PS. wall tiles must overlap floor tiles. 
Good luck.   :Smilie:

----------


## mr nick

Firstly, thanks for the replies. A design change by the missus has put me behind schedule as I've had to relocate some plumbing and drains but I'm now back looking at the shower base. Still not 100% sure whether to go with the long grate or a central drain but I'll decide that when I start hacking away at the slab.  
My next query relates to the waterstop that is needed around the enclosure and across the doorway. Having done numerous searches, I've found lots of mention of how to install them etc but I can't figure out if the waterstop is just a basic bit of aluminium angle or is it an actual product? I found one place online that sold PVC stops of various sizes but that's about it so this leads me to believe that the stops are not a purpose made item - or are they? 
Also, while I know that for a frameless shower the waterstop can finish flush with the tiled surface, is there a minimum depth it must be set into the floor? As I'm on a slab, I will need to remove some concrete to gain the required slope but it's a question of how much and to what extents. For example, is is viable to fit a waterstop that is the same depth as my tile/adhesive (12mm is) around the perimeter of the enclosure and then grade the concrete down from there or would I need to cut out the slab to 50-75mm depth for the full extent of the enclosure and then fitting a deeper waterstop within the cut out and screeding the grade? Presumably the door threshold can use a shallow waterstop to match existing floor finishes but as this would theoretically need to deal with far less water (if any at all) then I'm not sure whether there is a differing requirement for the shower area. 
Any pointers will be greatly appreciated.

----------


## Oldsaltoz

> Firstly, thanks for the replies. A design change by the missus has put me behind schedule as I've had to relocate some plumbing and drains but I'm now back looking at the shower base. Still not 100% sure whether to go with the long grate or a central drain but I'll decide that when I start hacking away at the slab.  
> My next query relates to the waterstop that is needed around the enclosure and across the doorway. Having done numerous searches, I've found lots of mention of how to install them etc but I can't figure out if the waterstop is just a basic bit of aluminium angle or is it an actual product? I found one place online that sold PVC stops of various sizes but that's about it so this leads me to believe that the stops are not a purpose made item - or are they? 
> Also, while I know that for a frameless shower the waterstop can finish flush with the tiled surface, is there a minimum depth it must be set into the floor? As I'm on a slab, I will need to remove some concrete to gain the required slope but it's a question of how much and to what extents. For example, is is viable to fit a waterstop that is the same depth as my tile/adhesive (12mm is) around the perimeter of the enclosure and then grade the concrete down from there or would I need to cut out the slab to 50-75mm depth for the full extent of the enclosure and then fitting a deeper waterstop within the cut out and screeding the grade? Presumably the door threshold can use a shallow waterstop to match existing floor finishes but as this would theoretically need to deal with far less water (if any at all) then I'm not sure whether there is a differing requirement for the shower area. 
> Any pointers will be greatly appreciated.

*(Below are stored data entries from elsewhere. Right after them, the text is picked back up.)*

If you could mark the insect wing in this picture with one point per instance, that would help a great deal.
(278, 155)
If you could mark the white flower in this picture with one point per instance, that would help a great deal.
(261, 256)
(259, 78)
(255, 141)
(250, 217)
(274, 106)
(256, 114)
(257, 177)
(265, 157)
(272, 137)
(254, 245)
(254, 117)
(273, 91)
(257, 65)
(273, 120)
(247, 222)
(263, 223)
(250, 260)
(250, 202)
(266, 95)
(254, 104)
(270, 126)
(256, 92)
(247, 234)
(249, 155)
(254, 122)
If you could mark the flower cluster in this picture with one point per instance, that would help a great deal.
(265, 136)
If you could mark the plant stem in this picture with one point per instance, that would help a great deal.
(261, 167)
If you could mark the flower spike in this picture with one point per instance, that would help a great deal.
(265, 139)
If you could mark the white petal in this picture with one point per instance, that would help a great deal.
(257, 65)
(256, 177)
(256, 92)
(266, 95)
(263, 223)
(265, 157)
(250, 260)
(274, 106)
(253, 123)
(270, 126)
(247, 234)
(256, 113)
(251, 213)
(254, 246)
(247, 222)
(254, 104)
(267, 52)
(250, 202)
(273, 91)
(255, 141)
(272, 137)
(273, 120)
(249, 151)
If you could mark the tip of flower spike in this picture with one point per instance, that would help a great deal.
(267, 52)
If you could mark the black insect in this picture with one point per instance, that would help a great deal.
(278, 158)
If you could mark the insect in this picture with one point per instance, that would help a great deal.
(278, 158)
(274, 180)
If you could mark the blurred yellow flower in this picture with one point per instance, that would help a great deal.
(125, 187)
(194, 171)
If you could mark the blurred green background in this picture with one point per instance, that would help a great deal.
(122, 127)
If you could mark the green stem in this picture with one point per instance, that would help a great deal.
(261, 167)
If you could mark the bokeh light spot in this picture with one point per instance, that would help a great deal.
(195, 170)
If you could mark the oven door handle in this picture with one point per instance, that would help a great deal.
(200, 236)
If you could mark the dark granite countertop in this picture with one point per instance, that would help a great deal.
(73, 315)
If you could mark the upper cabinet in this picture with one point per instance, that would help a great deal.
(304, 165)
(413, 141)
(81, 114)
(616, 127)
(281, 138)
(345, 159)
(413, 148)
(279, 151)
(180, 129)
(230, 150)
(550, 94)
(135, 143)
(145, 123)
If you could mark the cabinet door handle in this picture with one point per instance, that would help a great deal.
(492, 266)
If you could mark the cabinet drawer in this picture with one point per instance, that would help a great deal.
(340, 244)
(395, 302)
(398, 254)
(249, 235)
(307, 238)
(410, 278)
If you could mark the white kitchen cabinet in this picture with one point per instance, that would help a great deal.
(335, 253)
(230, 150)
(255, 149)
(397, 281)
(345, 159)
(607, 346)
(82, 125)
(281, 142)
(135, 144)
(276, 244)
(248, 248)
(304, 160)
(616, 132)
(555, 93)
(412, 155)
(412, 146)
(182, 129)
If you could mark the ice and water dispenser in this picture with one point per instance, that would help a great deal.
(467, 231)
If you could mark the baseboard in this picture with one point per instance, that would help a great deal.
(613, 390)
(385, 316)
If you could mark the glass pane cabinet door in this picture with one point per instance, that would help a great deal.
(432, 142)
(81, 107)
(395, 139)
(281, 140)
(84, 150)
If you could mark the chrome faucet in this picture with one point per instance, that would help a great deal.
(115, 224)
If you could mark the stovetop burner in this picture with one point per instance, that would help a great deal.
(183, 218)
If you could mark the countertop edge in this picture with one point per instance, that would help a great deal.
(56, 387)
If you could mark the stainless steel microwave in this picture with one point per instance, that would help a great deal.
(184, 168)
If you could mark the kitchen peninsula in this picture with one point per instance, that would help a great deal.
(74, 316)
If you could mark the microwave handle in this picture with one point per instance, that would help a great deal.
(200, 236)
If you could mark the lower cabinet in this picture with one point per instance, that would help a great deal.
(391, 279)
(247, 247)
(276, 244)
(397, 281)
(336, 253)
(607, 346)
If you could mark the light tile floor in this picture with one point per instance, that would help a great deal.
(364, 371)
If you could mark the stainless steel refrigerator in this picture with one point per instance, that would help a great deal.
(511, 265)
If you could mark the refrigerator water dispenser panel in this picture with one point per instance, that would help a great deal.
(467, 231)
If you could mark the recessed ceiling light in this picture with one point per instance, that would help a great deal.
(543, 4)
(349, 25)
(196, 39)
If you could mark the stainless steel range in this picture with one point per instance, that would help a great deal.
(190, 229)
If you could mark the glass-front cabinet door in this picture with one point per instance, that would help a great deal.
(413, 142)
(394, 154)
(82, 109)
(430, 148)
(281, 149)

  So you are looking to install a 'walk in' shower, (shower at or below the rest of the floor level in that room). 
Making a hollow in the slab is not the best method, it can lead to failure of the slab and is very hard work, not to mention a terrible mess. 
The most common and acceptable method is to place a 50 mm water stop in the doorway and screed the floor of the room. 
Water stops are a simple aluminium angle that has one side fixed to the floor and the other uptanding to the required level, a sealant is all that is required to stick it down onto the floor (I use Sikaflex 11FC) a shower water stop has the waterproofing membrane running up the inside of it to ensure no leakage. 
The size and thickness of the angle is determined by it's location, a standard doorway water stop would be 12 mm high with a base (the bit that is stuck to the floor) of 50mm, for a 10mm thick tile. 
A 50mm by 50mm angle can also be used around a new shower, fact is that when this method is used the resulting step up into the shower is minimal as the floor tiles around the outside will the 50mm angle by their depth plus glue at around 4mm leaving a step around 35mm.   
The alternative would be a 50mm angle for the shower and the doorway then screed to floor waste and shower waste, no steps other than the doorway, after a week you will not even notice the step in doorway. 
The shower needs a fall of 0ne in 80 and the rest of the room only needs one in 100. 
Also be advised that many of the long or slot drains on the market do not meet the Waterproofing Standards and can be all but impossible to seal properly because of the poor design. have a look at the 'the smart tile', it's the next best thing to no visible waste in a shower. 
Good luck and keep us all posted on your progress so others gain some insight into the task at hand..

----------


## mr nick

Hmmm. Given that my room currently has no floor waste and I hadn't been planning on retro fitting one, raising the entire floor by 50mm to achieve the slope in the shower area was not a task I had planned on. I had previously considered it but dismissed it due to the 'step' issue at the doorway. Looks like we need to have a rethink...

----------